Risk score distribution, Kaplan-Meier analysis and time-dependent ROC analysis of a prognostic model for OS in HCC patient cohort from training (A, D, G) and validation datasets. A, B The distribution of risk score and survival status corresponding to the expression of each gene. C, D Kaplan-Meier analysis suggested that patients in high-risk group had shorter OS than those in low-risk group. E, F Time-dependent ROC curves to assess the performance of gene signature.
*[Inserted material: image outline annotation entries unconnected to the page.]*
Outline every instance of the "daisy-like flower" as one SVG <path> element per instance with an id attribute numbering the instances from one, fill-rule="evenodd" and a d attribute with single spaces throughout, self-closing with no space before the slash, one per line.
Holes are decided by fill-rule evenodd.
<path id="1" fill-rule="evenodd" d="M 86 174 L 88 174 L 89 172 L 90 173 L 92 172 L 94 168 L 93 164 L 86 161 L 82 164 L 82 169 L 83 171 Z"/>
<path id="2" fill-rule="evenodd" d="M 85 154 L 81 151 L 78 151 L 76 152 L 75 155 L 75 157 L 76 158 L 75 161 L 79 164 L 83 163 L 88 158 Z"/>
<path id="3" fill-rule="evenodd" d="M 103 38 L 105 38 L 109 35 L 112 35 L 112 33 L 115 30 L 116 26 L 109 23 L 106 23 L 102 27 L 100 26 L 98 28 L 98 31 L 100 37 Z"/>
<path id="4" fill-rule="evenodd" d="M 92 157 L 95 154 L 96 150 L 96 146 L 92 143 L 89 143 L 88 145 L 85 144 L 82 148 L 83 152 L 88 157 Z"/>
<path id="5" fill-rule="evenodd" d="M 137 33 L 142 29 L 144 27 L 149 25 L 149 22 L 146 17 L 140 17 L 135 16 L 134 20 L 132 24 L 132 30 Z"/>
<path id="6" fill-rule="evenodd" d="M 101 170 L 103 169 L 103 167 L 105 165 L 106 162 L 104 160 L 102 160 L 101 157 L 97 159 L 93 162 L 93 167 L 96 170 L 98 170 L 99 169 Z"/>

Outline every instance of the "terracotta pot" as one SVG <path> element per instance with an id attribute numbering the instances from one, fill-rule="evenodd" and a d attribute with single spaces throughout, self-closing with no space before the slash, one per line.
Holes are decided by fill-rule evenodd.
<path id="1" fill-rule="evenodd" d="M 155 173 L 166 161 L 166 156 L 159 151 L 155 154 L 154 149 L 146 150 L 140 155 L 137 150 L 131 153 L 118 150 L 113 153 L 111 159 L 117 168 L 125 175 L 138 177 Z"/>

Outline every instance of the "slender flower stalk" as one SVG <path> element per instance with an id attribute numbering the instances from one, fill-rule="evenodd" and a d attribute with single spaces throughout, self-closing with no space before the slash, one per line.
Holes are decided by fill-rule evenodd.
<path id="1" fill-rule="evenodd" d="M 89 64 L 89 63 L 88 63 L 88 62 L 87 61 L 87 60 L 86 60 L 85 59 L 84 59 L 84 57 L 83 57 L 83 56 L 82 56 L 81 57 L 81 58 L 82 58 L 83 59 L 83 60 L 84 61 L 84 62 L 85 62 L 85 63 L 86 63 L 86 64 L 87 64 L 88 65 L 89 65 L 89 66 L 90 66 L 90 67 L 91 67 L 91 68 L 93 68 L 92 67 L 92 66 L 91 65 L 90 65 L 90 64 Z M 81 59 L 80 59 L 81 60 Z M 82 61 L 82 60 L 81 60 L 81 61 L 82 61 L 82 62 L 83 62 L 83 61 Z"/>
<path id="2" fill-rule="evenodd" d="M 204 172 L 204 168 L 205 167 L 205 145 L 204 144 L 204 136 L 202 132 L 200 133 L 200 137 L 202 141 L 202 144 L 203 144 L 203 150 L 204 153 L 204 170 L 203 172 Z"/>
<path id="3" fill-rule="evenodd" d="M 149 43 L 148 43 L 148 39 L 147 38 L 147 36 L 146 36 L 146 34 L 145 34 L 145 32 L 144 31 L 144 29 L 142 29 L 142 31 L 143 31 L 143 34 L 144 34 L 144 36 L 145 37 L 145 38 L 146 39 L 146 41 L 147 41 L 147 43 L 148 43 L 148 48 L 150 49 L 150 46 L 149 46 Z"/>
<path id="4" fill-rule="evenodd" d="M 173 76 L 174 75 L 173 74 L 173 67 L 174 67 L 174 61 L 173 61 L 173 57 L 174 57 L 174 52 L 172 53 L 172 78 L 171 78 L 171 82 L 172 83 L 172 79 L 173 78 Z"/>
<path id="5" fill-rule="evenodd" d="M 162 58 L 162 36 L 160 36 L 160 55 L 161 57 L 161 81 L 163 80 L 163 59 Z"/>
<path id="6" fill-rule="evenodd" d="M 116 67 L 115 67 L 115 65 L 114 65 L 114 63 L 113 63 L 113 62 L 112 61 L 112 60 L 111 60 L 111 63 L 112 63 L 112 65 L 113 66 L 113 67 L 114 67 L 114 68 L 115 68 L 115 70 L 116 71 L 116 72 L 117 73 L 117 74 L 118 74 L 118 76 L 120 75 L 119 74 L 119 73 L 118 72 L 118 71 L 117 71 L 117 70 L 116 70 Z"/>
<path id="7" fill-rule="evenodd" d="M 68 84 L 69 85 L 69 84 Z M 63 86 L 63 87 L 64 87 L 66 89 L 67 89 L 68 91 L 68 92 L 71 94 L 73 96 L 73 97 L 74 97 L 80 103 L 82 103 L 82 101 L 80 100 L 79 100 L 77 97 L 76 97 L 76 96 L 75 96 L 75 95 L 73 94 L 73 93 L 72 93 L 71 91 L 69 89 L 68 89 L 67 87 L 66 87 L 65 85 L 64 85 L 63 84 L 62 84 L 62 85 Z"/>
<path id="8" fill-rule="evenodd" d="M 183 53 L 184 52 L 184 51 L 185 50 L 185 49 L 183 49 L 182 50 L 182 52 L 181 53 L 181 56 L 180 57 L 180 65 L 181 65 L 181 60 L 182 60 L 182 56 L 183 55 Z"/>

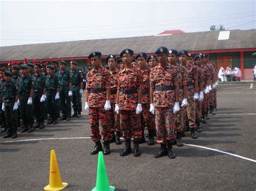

ROC, receiver operating characteristic; OS, overall survival; HCC, hepatocellular carcinoma; ICGC, International Cancer Genome Consortium Japan

Construction and validation of a nomogram for OS prediction cooperating with GRGs-related gene signature

Cox regression analysis was used to explore whether the gene signature was an independent prognostic factor when clinicopathological traits (including age, sex, grade, TNM stage and BMI) were included in the analysis. The results of the Cox regression analysis are shown in Fig. 3A. We found that the GRG-related gene signature and TNM stage were independently associated with OS. Based on the results of multivariate analysis, a nomogram containing the gene signature and TNM stage was established to predict the 1-, 3- and 5-year OS for HCC (Fig. 3B). The C-index of the nomogram was 0.749 (95% CI, 0.633-0.865). The calibration curves of the nomogram for predicting the 1-, 3- and 5-year OS suggested a high consistency between actual observations and prediction of OS (Fig. 3C).

Fig. 3
figure 3

Establishment and validation of a nomogram to predict OS for HCC. A Univariate and multivariate Cox regression analysis to explore factors independently associated with OS. B The nomogram for predicting the 1-, 3- and 5-year OS for HCC. C Calibration curves of the nomogram for predicting the 1-, 3- and 5-year OS for HCC. D, E, F ROC curves to evaluate the performance of the nomogram in predicting the 1-, 3- and 5-year OS, respectively. G, H, I DCA to assess the clinical net benefit of the nomogram in predicting the 1-, 3- and 5-year OS, respectively. OS, overall survival; HCC, hepatocellular carcinoma; ROC, receiver operating characteristic; DCA, decision curve analysis

We then performed ROC curve analysis to assess the discrimination ability of the nomogram, and the results showed that the AUCs for the prediction of 1-, 3- and 5-year OS were 0.863, 0.784 and 0.712, respectively, which were higher than those of using the gene signature or TNM stage alone (Fig. 3D-F). Afterwards, DCA analysis was performed to evaluate the value of the nomogram in guiding clinical decision making, and the results showed that the nomogram could obtain better net benefit than that of using the gene signature or TNM stage alone (Fig. 3G-I).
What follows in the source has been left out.